A copiotroph is an organism found in environments rich in nutrients, particularly carbon. They are the opposite to oligotrophs, which survive in much lower carbon concentrations.

Copiotrophic organisms tend to grow in high organic substrate conditions. For example, copiotrophic organisms grow in  Sewage lagoons. They grow in organic substrate conditions up to 100x higher than oligotrophs.

Classification and Identification 

The bacterial phyla can be differentiatied into copiotrophic or oligotrophic categories that correspond and structure the functions of soil bacterial communities.
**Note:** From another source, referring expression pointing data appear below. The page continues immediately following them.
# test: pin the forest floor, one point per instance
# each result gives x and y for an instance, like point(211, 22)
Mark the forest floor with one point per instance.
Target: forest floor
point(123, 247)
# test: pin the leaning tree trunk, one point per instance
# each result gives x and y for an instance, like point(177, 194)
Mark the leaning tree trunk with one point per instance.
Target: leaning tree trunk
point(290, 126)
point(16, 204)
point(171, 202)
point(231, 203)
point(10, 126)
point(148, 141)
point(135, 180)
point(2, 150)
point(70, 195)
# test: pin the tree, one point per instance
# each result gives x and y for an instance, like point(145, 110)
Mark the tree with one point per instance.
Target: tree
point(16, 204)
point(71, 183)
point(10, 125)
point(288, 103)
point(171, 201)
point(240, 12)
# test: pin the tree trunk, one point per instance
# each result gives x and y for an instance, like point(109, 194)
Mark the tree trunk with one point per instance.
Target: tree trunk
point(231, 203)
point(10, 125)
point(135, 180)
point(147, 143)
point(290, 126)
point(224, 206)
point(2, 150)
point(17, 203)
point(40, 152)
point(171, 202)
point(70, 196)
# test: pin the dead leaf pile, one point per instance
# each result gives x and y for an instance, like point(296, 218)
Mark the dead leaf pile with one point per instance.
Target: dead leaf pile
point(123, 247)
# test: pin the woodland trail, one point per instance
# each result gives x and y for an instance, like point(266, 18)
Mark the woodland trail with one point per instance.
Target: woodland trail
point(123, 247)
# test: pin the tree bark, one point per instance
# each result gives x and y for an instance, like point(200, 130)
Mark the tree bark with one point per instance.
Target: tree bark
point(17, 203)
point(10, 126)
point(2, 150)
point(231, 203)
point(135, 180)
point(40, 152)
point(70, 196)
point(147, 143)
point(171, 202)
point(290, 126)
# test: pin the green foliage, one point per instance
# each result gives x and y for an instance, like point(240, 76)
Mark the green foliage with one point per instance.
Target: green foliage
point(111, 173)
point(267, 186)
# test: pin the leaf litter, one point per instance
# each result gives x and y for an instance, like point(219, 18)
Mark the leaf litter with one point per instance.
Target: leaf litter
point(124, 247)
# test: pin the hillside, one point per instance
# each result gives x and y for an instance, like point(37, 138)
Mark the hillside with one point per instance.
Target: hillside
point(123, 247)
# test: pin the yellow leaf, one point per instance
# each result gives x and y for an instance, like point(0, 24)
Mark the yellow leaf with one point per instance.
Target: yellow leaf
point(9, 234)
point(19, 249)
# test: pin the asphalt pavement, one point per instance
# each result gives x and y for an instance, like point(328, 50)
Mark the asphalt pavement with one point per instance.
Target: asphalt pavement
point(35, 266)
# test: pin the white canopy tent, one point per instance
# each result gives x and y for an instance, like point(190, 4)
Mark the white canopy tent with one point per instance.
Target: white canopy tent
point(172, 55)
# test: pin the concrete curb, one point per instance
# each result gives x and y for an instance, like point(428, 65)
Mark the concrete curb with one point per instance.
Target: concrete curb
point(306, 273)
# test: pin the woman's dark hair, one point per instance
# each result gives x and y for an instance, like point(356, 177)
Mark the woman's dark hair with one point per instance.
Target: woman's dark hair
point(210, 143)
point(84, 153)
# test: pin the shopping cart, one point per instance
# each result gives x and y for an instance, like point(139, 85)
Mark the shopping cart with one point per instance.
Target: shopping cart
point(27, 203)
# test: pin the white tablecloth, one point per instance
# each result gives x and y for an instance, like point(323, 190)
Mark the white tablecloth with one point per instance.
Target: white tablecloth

Interaction with other organisms 

Copiotrophic relation between oligotrophic bacteria depends on the amount of concentration the soil has of C compounds. If the soil has large amounts of organic C, it would then favor the copiotrophic bacteria.

Ecology 

Copiotrophic bacteria are a key component in the soil C cycle. It is most important during the period of the year when vegetation is photosynthetically active and exudes large amounts of simple C compounds like sugar, amino acids, and organic acids. Copiotrophic bacteria are also found within marine life.

References 

Fierer, N., Bradford, M. A., & Jackson, R. B. (2007). Toward an ecological classification of soil bacteria. Ecology, 88(6), 1354-1364. 
Ivars-Martinez, E., Martin-Cuadrado, A. B., D'auria, G., Mira, A., Ferriera, S., Johnson, J., ... & Rodriguez-Valera, F. (2008). Comparative genomics of two ecotypes of the marine planktonic copiotroph Alteromonas macleodii suggests alternative lifestyles associated with different kinds of particulate organic matter. The ISME journal, 2(12), 1194-1212.
Lladó, S., & Baldrian, P. (2017). Community-level physiological profiling analyses show potential to identify the copiotrophic bacteria present in soil environments. PLoS One, 12(2), e0171638.